Of the new campers, 18 percent are African-American, 11 percent are Hispanic, and 44 percent are Millennials, according to the 2016 North American Camping Report.
The research findings suggest that not only is there an increase in African-American, Hispanic and Asian-American representation overall, but among new campers for 2015, representation closely matches overall population (read: census) figures, indicating that this new generation of campers is truly multicultural.
What’s more, the research suggests that there is a “flattening” effect among Millennials, where many of the differences observed between ethnic groups are much less pronounced among these younger campers.
Relaxation and stress relief are the top reasons people camp, according to nearly 3,000 survey respondents across the U.S. and Canada. Additionally, 20 percent of campers say that camping allows them to spend more time vacationing each year, and access to technology may be promoting greater mobility among campers.
While email usage while camping is down overall, campers who check their email while camping spend on average three additional days camping, reinforcing the notion that technology is allowing people to camp more without the anxiety of being disconnected.
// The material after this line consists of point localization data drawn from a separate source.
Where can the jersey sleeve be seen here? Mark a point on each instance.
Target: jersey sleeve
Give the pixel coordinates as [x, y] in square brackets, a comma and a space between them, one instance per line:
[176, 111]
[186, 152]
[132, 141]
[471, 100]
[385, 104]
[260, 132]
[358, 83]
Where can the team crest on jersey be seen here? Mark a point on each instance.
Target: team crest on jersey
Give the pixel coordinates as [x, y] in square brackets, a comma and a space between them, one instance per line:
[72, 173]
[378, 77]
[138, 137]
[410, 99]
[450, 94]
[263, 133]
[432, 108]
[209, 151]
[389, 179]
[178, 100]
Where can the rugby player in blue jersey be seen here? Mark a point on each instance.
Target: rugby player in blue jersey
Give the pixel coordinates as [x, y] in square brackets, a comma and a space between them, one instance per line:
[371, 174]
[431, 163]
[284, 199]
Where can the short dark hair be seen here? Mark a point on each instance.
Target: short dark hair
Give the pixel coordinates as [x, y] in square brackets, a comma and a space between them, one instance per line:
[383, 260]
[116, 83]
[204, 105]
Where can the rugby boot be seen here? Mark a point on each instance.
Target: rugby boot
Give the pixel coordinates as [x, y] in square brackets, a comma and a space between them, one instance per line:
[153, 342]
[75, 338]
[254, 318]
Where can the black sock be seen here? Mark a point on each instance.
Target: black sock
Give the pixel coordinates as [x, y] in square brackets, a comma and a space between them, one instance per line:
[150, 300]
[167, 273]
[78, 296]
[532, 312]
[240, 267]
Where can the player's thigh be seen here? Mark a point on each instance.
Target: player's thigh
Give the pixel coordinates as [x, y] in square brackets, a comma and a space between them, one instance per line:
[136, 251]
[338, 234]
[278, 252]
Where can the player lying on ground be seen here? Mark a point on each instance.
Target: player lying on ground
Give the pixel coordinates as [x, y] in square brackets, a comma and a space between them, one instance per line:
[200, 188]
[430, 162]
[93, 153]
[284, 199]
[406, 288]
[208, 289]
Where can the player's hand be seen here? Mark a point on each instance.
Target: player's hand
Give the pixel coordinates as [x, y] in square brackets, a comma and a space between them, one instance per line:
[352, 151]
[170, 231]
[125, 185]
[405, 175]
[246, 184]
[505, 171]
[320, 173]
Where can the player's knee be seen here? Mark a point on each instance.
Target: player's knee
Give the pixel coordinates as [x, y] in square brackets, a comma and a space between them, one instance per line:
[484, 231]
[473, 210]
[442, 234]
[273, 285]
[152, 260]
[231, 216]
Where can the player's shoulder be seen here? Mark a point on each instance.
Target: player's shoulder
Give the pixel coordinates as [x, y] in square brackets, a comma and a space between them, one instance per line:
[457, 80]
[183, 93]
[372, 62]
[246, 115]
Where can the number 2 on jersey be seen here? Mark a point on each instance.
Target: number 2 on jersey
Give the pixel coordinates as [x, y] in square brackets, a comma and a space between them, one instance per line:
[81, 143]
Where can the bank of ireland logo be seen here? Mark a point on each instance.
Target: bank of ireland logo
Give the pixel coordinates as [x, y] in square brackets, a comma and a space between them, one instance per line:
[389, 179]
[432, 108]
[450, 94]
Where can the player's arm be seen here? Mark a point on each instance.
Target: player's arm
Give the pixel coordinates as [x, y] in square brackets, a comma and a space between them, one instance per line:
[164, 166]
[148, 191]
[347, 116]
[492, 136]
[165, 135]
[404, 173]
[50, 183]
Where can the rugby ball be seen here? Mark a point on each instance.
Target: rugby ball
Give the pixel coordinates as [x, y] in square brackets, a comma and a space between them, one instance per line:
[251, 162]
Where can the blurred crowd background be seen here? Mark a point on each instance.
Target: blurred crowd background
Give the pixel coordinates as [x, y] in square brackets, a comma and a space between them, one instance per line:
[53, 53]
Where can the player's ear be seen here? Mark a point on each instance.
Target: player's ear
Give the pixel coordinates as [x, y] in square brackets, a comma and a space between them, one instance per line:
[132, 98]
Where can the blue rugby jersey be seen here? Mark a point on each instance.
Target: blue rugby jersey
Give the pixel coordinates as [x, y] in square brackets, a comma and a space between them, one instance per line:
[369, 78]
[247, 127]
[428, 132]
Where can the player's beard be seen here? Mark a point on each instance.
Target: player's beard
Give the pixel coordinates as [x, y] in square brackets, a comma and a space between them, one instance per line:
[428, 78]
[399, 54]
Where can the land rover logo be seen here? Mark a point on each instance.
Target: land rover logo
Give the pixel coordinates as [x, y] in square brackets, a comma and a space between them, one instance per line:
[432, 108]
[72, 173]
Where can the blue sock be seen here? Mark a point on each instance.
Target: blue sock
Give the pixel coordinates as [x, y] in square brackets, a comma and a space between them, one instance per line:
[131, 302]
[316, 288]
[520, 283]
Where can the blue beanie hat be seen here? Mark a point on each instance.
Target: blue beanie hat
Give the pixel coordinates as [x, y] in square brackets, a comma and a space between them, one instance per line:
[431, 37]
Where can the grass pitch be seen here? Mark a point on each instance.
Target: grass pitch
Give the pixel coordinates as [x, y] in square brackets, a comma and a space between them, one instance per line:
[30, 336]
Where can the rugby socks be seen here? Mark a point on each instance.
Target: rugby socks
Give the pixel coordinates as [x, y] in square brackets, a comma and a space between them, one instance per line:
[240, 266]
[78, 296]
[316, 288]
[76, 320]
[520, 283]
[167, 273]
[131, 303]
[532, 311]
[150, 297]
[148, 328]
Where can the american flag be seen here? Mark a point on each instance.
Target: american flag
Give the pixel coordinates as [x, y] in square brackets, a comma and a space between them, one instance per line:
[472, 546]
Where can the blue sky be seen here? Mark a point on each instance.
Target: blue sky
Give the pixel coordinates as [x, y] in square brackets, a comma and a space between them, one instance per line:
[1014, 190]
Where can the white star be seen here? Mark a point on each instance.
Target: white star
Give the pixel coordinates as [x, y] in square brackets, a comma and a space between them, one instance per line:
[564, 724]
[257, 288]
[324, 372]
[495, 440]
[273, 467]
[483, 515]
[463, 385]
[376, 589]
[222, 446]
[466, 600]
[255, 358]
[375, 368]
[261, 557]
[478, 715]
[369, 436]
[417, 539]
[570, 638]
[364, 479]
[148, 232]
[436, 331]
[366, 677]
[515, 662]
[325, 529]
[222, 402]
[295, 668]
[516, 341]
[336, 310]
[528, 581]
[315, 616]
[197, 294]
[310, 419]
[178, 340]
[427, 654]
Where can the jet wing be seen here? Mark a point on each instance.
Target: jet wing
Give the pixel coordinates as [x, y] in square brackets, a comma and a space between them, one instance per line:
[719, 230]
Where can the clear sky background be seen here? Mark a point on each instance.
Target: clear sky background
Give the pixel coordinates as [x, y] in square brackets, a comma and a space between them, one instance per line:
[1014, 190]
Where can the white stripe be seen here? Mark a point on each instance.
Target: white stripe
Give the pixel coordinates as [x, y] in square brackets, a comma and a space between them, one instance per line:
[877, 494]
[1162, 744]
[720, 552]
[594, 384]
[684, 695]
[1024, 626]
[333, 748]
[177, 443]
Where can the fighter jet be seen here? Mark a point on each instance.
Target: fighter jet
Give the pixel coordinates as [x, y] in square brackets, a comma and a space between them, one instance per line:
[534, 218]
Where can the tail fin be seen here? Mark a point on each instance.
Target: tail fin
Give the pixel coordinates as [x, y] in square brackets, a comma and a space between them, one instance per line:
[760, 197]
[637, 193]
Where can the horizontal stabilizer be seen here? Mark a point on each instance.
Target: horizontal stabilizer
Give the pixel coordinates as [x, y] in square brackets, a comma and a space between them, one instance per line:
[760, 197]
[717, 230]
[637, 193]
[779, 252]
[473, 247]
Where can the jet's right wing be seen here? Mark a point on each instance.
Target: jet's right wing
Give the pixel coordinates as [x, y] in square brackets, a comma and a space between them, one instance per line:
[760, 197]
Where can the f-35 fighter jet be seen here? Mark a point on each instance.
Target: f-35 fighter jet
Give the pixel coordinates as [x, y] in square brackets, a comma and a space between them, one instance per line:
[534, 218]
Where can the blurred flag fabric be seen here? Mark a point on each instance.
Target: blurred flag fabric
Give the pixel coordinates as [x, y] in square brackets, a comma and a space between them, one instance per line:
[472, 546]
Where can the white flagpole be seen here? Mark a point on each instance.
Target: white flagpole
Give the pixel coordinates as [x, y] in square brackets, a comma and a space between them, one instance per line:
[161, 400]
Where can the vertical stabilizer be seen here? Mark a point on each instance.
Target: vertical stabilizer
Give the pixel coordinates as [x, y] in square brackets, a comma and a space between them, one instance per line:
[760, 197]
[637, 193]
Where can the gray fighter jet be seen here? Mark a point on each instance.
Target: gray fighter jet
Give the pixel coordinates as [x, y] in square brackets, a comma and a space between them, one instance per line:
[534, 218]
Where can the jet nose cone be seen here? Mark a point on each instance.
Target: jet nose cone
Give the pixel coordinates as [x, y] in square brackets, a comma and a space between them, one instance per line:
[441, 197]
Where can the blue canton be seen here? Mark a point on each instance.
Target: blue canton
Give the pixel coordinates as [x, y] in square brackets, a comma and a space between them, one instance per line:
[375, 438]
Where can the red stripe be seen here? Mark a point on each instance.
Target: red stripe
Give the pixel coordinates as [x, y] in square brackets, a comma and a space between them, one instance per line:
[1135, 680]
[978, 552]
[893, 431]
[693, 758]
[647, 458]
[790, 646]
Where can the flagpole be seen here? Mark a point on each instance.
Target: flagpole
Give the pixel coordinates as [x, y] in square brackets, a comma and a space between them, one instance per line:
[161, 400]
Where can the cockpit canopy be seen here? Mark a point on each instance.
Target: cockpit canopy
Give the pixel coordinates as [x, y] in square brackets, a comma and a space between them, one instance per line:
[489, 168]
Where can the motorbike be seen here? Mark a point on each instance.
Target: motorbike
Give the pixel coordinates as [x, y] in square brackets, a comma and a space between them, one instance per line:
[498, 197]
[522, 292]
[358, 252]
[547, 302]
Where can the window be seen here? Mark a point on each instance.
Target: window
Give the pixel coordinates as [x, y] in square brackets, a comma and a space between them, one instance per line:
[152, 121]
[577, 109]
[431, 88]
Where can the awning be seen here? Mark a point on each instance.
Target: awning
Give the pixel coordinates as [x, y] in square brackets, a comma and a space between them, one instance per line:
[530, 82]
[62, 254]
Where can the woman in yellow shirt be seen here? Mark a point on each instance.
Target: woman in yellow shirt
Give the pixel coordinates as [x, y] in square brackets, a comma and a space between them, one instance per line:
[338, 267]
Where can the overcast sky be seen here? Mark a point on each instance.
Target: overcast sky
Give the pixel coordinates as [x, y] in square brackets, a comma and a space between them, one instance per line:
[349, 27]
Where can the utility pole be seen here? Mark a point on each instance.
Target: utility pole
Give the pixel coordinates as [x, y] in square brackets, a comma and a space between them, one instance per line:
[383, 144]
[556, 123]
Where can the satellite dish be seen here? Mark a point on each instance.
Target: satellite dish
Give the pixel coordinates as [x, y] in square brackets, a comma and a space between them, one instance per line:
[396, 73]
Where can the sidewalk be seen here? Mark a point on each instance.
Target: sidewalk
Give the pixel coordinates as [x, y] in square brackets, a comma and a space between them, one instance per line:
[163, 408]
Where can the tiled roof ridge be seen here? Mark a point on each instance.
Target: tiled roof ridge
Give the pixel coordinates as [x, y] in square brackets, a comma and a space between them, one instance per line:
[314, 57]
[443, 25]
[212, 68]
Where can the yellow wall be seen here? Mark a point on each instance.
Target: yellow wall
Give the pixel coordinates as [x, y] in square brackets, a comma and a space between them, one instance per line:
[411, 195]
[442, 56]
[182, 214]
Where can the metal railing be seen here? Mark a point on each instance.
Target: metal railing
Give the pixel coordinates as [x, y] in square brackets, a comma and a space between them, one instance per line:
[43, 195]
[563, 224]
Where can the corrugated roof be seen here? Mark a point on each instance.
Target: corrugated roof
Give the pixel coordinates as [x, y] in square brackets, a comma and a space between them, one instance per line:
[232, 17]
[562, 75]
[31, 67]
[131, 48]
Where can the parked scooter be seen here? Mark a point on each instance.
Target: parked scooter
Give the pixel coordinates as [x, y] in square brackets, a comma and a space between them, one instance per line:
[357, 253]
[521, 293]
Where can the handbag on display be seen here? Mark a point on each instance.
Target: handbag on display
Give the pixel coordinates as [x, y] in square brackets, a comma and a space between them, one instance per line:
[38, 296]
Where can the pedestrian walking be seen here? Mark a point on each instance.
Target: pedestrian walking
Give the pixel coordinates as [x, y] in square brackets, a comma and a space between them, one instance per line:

“More people are camping across North America than in the past few years, and we’re seeing how we define experiences in the outdoors evolve in a modern and meaningful way,” said KOA COO Toby O’Rourke. “The uptick among millennial and multicultural campers could represent a shift in how camping is perceived and levels of participation. With interest and intent to camp more up across the board for 2016, the outlook for the upcoming season, as well as the long-term viability of camping, remain strong.”